ALT upper limits of normal are used as reference values for liver disease diagnosis in screening of general populations, including blood donors, and to trigger treatment initiation in patients with liver diseases. However, there is a considerable overlap in ALT levels between healthy subjects and patients with serious liver diseases. Several studies have shown that subjects with elevated ALT levels as defined by the Prati criteria but within normal ranges according to the older criteria, have increased liver-related mortality or may show active hepatic inflammation cases of chronic hepatitis B virus infection.20–22 In addition, redefined healthy upper ALT thresholds in chronic hepatitis C patients who achieved sustained virological responses were significantly lower than the pretreatment threshold for normal (30 IU/L for both sexes).23 However, recent population-based studies suggested that application of the new ALT standards may not be cost-beneficial.24, 25 Using the updated Prati definition, about 40% of the general population of the United States would have abnormal ALT levels, suggesting that application of these new definitions could result in a dramatic increase in the use of medical resources.24 Similarly, although application of the newly calculated healthy limits to patients with chronic viral hepatitis would identify more patients with active inflammation, this approach would doubtless result in the unnecessary use of antiviral agents, in that an elevated ALT level might be a consequence of patient age, BMI, total cholesterol level, or any/all of these combined with NAFLD. Therefore, careful interpretation of clinical parameters or a liver biopsy would be necessary before initiating treatment with antiviral agents, especially in older patients, those with high BMI or serum total cholesterol, and/or those with NAFLD.
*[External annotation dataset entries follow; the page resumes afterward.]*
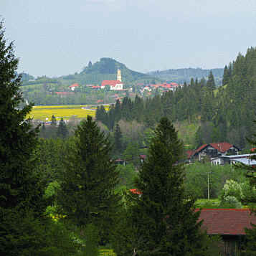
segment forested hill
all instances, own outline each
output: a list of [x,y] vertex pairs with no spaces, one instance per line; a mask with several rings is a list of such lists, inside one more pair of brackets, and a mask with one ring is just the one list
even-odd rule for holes
[[96,117],[113,129],[120,119],[136,120],[153,128],[163,116],[173,121],[196,123],[195,147],[204,143],[227,141],[241,149],[249,147],[246,138],[255,133],[256,47],[245,56],[239,54],[224,70],[223,85],[216,87],[212,73],[204,78],[191,79],[173,93],[156,95],[132,102],[124,98],[108,113],[98,109]]
[[104,80],[116,80],[117,70],[120,69],[122,74],[122,82],[133,82],[136,80],[149,80],[153,77],[150,75],[133,71],[124,64],[111,58],[101,58],[100,61],[92,64],[89,62],[79,74],[70,75],[62,77],[63,80],[72,80],[80,84],[100,84]]
[[[214,68],[211,70],[215,78],[217,85],[221,84],[223,75],[223,68]],[[178,83],[189,82],[191,78],[206,78],[209,75],[210,70],[202,68],[180,68],[177,70],[167,70],[162,71],[152,71],[148,74],[164,80],[174,81]]]

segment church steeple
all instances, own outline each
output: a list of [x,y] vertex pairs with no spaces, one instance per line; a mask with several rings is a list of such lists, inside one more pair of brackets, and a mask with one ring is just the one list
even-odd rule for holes
[[122,82],[121,70],[120,69],[118,70],[118,75],[116,76],[116,80],[120,82]]

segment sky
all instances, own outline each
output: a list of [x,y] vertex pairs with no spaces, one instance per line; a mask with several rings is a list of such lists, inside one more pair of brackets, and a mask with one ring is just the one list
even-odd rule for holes
[[35,77],[106,57],[143,72],[224,67],[256,47],[255,0],[0,0],[0,18]]

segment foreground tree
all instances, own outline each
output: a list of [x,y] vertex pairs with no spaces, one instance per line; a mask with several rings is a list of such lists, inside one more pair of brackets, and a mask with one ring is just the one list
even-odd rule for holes
[[58,195],[67,219],[79,227],[93,223],[100,235],[109,231],[119,201],[114,191],[118,173],[110,153],[108,138],[87,116],[75,131]]
[[65,138],[68,136],[68,130],[67,128],[67,125],[64,121],[63,118],[62,118],[60,121],[58,128],[57,130],[57,135],[58,137],[61,138]]
[[173,125],[163,118],[136,181],[142,192],[133,209],[139,256],[205,255],[199,213],[184,192],[184,168],[179,163],[182,153]]
[[70,234],[42,218],[44,186],[34,154],[39,131],[26,119],[32,105],[21,108],[21,75],[15,72],[13,47],[6,44],[0,22],[0,255],[74,255]]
The inherent limitations of the present study are the retrospective nature of the work and the skewed age distribution. Both our data and those of Prati's group were obtained from younger subjects, and our results indicate that serum ALT levels are positively age-dependent. However, a large population study based on histologic data may not be practically feasible in a general aged population. Because the difference in healthy ALT thresholds obtained from our true normal population and the subjects of Prati's study do not differ significantly, further investigation based on the Prati criteria may be of assistance in determining healthy ALT standards in older populations.
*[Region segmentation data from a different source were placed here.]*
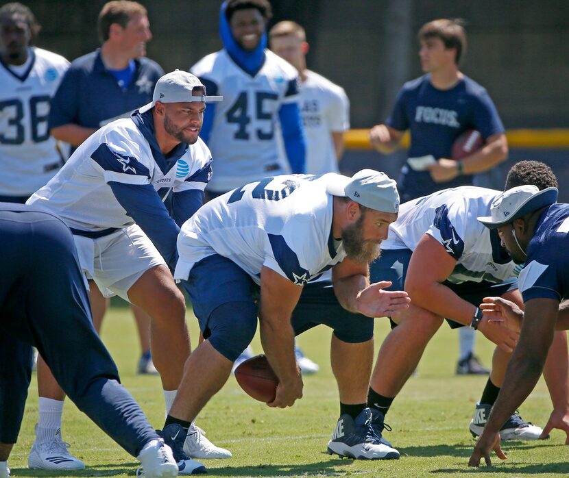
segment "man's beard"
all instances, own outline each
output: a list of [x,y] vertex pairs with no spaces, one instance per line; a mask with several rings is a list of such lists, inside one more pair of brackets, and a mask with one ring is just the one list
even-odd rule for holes
[[175,138],[180,142],[185,142],[186,144],[193,144],[197,140],[196,136],[195,140],[186,136],[184,134],[184,130],[182,128],[177,128],[175,125],[170,121],[170,118],[166,115],[164,117],[164,129],[166,132],[171,136]]
[[377,259],[381,251],[381,240],[365,240],[363,225],[365,214],[354,224],[350,224],[342,231],[342,244],[348,257],[358,264],[368,264]]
In conclusion, our estimates based on histologic data indicate that the healthy upper limits of ALT for Asians are apparently lower than the previously accepted values, and are similar to newly calculated values for European populations. Serum ALT levels vary with age and with clinical and metabolic indices, even in populations with normal livers. Therefore, the best interpretation of ALT values should take these parameters into account.